Well I’d really like to know how you can deduce this ^. How can you tell your algorithm is memory bound in Java.
I’ve been experimenting with data oriented design lately. For those who don’t know what it is : it’s based on the idea that your CPU uses L1, L2, L3 cache to store chunks of memory for fast access while processing. The caches works in a way that when your program access data at a memory address all nearby / consecutive data is also loaded in the cache, with the assumption that the program may access nearby data subsequently.
The problem is copying data in this cache is long so if your program treat chunks of data that are scattered throughout the ram, it will constantly load useless data in the cache an dismiss them right after. This is called a cache miss.
Basically there are a lot of programs where the CPU is just waiting for memory to be copied in the cache instead of processing it. That’s why cpus do branch prediction during “down” time to get ahead of future execution (that’s what lead to the Meltdown thingy not so long ago, but that’s another story).
When you think of a OOP structure you thing objects in objects in objects, this usually ends up in objects allocated far away in the memory (like your example of an array of objects, the pointers to the objects will be in one chunk in memory, but there is no guaranty of where will be the actual objects in memory)
The idea with data oriented design is to make your design around the data, and make sure all data that will be processed at the same time is continuous in memory to maximize cache efficiency.
So I experimented, with java of course, and the result were… totally unexpected. In the way that the DoD approach didn’t give me any perf boost… even the opposite. I tried many things: primitive types arrays, bytebuffers, even used the sun.misc.Unsafe to allocate memory myself… and I barely get on par with OOP design…

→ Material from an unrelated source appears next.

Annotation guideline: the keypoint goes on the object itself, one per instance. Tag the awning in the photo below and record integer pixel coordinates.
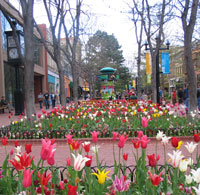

So I may have done shit… but, I’m not exactly the Java nooby… so I don’t know.
My assumption is this one (DISCLAIMER, this may be totally wrong, it’s just my idea based on empiric observation and I have no proof so take it as it is) : Hotspot aligns the memory to minimize cache misses. There is no guaranty of where the JVM will put your variables in memory. IMO that’s because they may move. And they move according the the most accessed memory.
So … if this is true… having struct won’t help that much. Sure it will minimize memory usage… But I really doubt it will give you a 2,33 perf gain as you claim.
Note that in C++ data oriented design is an immediate perf win. The approach is really interesting, and it’s worth a read or 2.
EDIT : and btw I’d be glad to have comments about “DoD in java” if some of you experimented. I couldn’t find a lot of literature on the topic.